UNITED STATES OF AMERICA, PLAINTIFF-APPELLEE,
v.
CLIFFORD MELVIN ROBINSON, JR., DEFENDANT-APPELLANT



Author: Knoch

Before HASTINGS, Chief Judge, and DUFFY and KNOCH, Circuit Judges.

KNOCH, Circuit Judge.

Defendant-appellant, Clifford Melvin Robinson, Jr., was tried on two criminal informations, consolidated for trial, indictment having been waived, which charged him with robbery of a federally insured bank, in violation of Title 18 U.S.C. ยง 2113(a), (b) and (d). The defense was insanity. Trial by jury resulted in verdicts of guilty. The defendant was sentenced to serve three years on each count, concurrently.

Defendant contends that the government failed to sustain its burden of proving him sane beyond a reasonable doubt. He characterizes as error (1) admitting his statement into evidence, and (2) permitting cross-examination of him concerning "trouble" he encountered from alcoholic beverages while serving with the United States Air Force.
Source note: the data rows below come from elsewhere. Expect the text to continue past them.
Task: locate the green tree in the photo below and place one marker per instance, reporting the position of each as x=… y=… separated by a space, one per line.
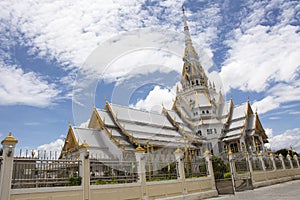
x=284 y=152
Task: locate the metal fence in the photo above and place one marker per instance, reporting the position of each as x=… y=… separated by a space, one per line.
x=268 y=163
x=196 y=168
x=294 y=161
x=287 y=163
x=30 y=173
x=0 y=166
x=157 y=171
x=278 y=163
x=241 y=165
x=113 y=172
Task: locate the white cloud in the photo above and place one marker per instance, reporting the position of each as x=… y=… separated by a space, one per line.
x=259 y=58
x=155 y=99
x=279 y=94
x=18 y=87
x=264 y=55
x=286 y=139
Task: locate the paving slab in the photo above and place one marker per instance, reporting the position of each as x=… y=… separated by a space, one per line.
x=287 y=191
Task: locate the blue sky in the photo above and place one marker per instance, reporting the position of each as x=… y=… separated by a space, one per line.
x=44 y=45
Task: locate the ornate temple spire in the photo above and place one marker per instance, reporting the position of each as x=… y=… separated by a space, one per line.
x=192 y=72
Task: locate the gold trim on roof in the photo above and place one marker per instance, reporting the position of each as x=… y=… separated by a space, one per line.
x=109 y=133
x=9 y=139
x=131 y=138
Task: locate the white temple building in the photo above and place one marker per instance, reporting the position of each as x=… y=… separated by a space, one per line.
x=199 y=120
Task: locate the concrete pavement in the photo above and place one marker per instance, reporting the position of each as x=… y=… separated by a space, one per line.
x=287 y=191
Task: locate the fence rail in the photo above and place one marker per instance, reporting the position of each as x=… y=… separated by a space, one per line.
x=196 y=169
x=29 y=173
x=111 y=172
x=157 y=171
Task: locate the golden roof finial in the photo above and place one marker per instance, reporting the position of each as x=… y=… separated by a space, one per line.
x=9 y=139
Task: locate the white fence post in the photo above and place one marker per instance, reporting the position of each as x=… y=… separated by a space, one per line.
x=84 y=170
x=180 y=168
x=297 y=161
x=140 y=158
x=273 y=161
x=289 y=158
x=262 y=161
x=232 y=168
x=8 y=146
x=282 y=161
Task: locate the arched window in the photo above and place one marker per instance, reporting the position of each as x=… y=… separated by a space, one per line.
x=199 y=133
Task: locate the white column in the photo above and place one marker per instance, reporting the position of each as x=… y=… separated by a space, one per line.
x=84 y=170
x=249 y=162
x=232 y=168
x=296 y=158
x=261 y=161
x=210 y=168
x=254 y=145
x=282 y=162
x=180 y=169
x=273 y=161
x=289 y=158
x=140 y=158
x=8 y=146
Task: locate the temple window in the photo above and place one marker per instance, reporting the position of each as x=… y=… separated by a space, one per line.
x=199 y=133
x=234 y=147
x=209 y=131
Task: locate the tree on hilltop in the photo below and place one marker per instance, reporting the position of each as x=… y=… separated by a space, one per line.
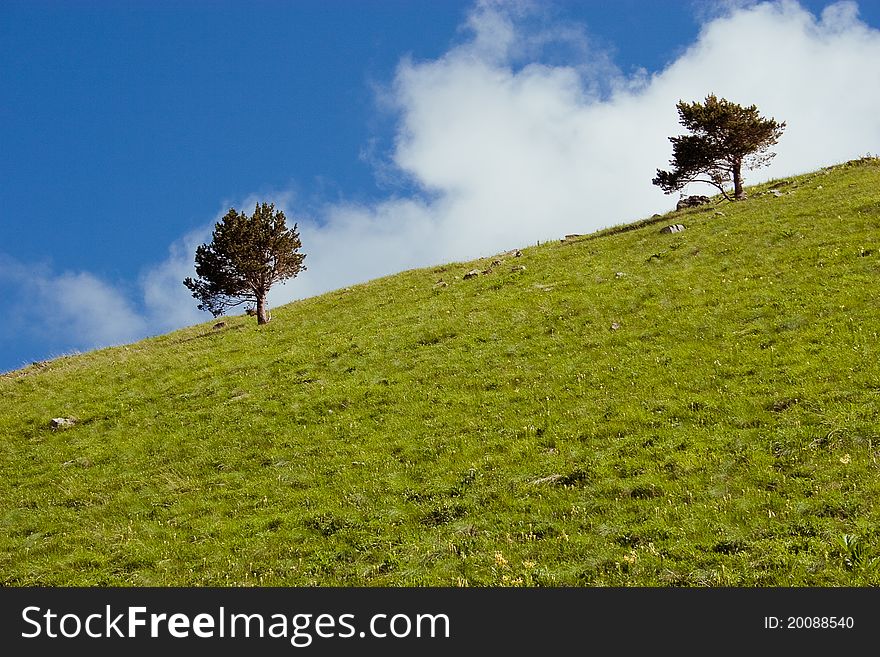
x=246 y=256
x=724 y=137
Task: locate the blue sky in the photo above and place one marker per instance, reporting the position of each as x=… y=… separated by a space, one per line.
x=405 y=129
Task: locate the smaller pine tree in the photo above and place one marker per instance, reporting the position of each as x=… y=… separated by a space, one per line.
x=246 y=256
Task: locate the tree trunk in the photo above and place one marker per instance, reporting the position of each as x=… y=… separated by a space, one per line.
x=737 y=181
x=262 y=311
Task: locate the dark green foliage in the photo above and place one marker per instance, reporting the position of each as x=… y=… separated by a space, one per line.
x=724 y=136
x=246 y=256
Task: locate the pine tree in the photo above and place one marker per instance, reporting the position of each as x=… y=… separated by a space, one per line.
x=246 y=256
x=724 y=138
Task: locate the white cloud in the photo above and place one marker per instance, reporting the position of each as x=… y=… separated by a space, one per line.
x=507 y=150
x=74 y=309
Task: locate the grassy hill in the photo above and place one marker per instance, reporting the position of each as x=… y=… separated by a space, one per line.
x=626 y=408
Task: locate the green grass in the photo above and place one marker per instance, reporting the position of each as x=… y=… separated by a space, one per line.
x=494 y=431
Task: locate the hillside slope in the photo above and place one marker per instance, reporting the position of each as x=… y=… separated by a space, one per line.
x=631 y=408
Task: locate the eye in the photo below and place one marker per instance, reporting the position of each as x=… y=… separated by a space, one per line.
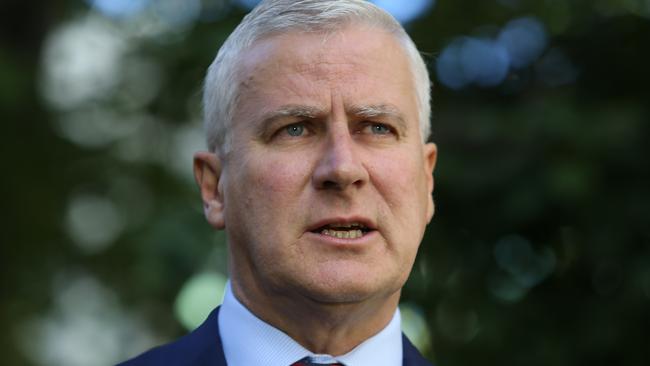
x=295 y=130
x=379 y=129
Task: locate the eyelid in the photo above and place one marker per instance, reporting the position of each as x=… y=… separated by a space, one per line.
x=370 y=124
x=282 y=129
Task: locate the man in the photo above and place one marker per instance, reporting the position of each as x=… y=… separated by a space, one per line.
x=317 y=114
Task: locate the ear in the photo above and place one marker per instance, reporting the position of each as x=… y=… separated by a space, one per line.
x=207 y=172
x=430 y=158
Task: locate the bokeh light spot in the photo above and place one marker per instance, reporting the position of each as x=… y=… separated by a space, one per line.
x=118 y=8
x=81 y=62
x=93 y=222
x=405 y=11
x=524 y=39
x=485 y=62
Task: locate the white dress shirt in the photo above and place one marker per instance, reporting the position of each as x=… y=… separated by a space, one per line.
x=248 y=340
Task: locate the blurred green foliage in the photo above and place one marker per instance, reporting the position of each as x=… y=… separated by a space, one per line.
x=538 y=253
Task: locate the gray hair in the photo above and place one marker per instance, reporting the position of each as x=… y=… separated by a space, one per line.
x=271 y=17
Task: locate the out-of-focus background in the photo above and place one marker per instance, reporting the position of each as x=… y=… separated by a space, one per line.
x=538 y=254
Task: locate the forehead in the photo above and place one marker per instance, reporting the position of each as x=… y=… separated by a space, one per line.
x=360 y=60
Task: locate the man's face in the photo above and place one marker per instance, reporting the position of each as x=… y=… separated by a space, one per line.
x=327 y=188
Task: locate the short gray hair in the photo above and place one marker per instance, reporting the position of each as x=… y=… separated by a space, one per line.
x=221 y=87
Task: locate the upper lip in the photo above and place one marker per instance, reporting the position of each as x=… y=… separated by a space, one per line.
x=365 y=222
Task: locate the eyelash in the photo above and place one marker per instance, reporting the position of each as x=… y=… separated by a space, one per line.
x=373 y=126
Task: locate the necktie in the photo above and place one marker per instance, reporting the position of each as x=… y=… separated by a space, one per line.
x=307 y=361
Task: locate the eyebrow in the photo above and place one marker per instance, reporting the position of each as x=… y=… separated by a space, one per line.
x=297 y=111
x=287 y=111
x=387 y=111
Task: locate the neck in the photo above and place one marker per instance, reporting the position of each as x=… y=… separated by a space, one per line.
x=324 y=328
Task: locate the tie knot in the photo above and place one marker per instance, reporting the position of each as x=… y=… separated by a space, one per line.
x=317 y=361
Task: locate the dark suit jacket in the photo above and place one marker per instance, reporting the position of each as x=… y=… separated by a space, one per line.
x=202 y=347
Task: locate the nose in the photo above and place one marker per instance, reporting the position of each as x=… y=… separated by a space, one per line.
x=340 y=166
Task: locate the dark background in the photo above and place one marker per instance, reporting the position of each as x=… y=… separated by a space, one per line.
x=538 y=253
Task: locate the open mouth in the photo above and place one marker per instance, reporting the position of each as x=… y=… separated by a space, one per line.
x=343 y=231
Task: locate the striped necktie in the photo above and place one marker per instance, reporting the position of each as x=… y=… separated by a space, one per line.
x=307 y=361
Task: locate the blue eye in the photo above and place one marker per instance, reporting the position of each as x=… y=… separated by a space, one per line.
x=379 y=129
x=295 y=130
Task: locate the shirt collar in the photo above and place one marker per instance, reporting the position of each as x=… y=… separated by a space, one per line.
x=248 y=340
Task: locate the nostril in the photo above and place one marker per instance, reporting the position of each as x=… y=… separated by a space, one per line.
x=328 y=184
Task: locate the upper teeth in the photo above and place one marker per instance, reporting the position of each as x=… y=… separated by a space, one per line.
x=345 y=226
x=343 y=234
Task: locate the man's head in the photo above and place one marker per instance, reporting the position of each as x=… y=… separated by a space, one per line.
x=221 y=89
x=324 y=184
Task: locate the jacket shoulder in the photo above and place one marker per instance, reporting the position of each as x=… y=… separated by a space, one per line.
x=411 y=356
x=201 y=347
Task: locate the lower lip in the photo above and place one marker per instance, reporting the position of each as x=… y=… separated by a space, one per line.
x=331 y=240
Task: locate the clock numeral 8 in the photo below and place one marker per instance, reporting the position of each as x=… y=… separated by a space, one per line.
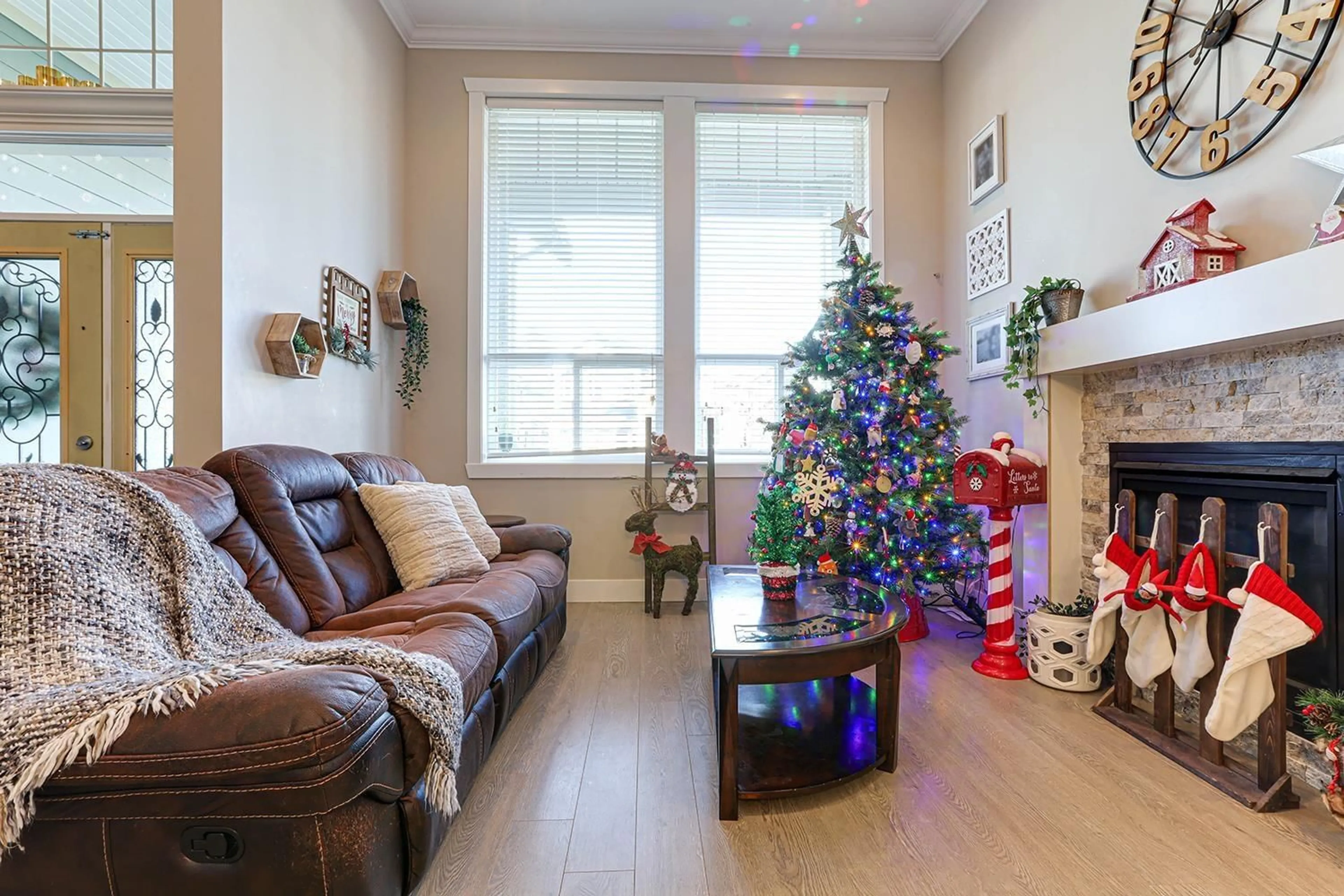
x=1214 y=147
x=1147 y=80
x=1147 y=123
It is agreed that in the afternoon of March 5, 1962, defendant came into Table Grove State Bank, at Table Grove, Illinois, and asked for a loan, first from Douglas Baily, and then from the Cashier, Quinton Donald Baily, to whom Douglas Baily directed him. The defendant then presented a revolver with hammer cocked, directed that money be placed in a bag and given to him. Cashier Baily put the money in a regular blue canvas bag, which bore the bank's name.Defendant took it and left.

Dean R. Payne, a customer of the bank who saw the incident, testified that he and F. W. Johnson, a bank employee, both went into another room, climbed up to a high window, six feet from the floor, from which they saw the defendant's station wagon. They were thus able to call out a description of the vehicle and its license number to Cashier Baily who called the Fulton County Sheriff's office at Lewistown and passed on the information about the vehicle. State Troopers who had received the description by radio recognized the vehicle, followed it, and arrested the defendant. He was brought back to the bank in about fifteen to twenty minutes after leaving it with the money. He still had the bank's bag with the money in his possession. He was accompanied by a woman at the time of his arrest.

There were two trials. At the first trial in July 1962, after the close of the government's evidence, and after defendant had presented evidence in part, the Trial Court was advised that the defendant was mentally incompetent to stand trial because he was unable to advise with his counsel properly and to assist in his own defense. The Court allowed a mistrial, and granted leave to file the affidavits of defendant's counsel and of Dr. Emasue Snow.

The Trial Judge later appointed Dr. Snow to conduct an examination of defendant and to report on whether he was insane or otherwise so mentally incompetent as to be unable to understand the proceedings against him or properly to assist in his own defense.

As a result of a hearing and the report of Dr. Snow, the Court committed defendant to the custody of the Attorney General and recommended commitment to the Medical Center for Federal Prisoners at Springfield, Missouri, on August 31, 1962.

Under date of November 28, 1962, the Medical Center reported that defendant possessed the requisite capacity, and a second trial was held which resulted in the conviction mentioned above.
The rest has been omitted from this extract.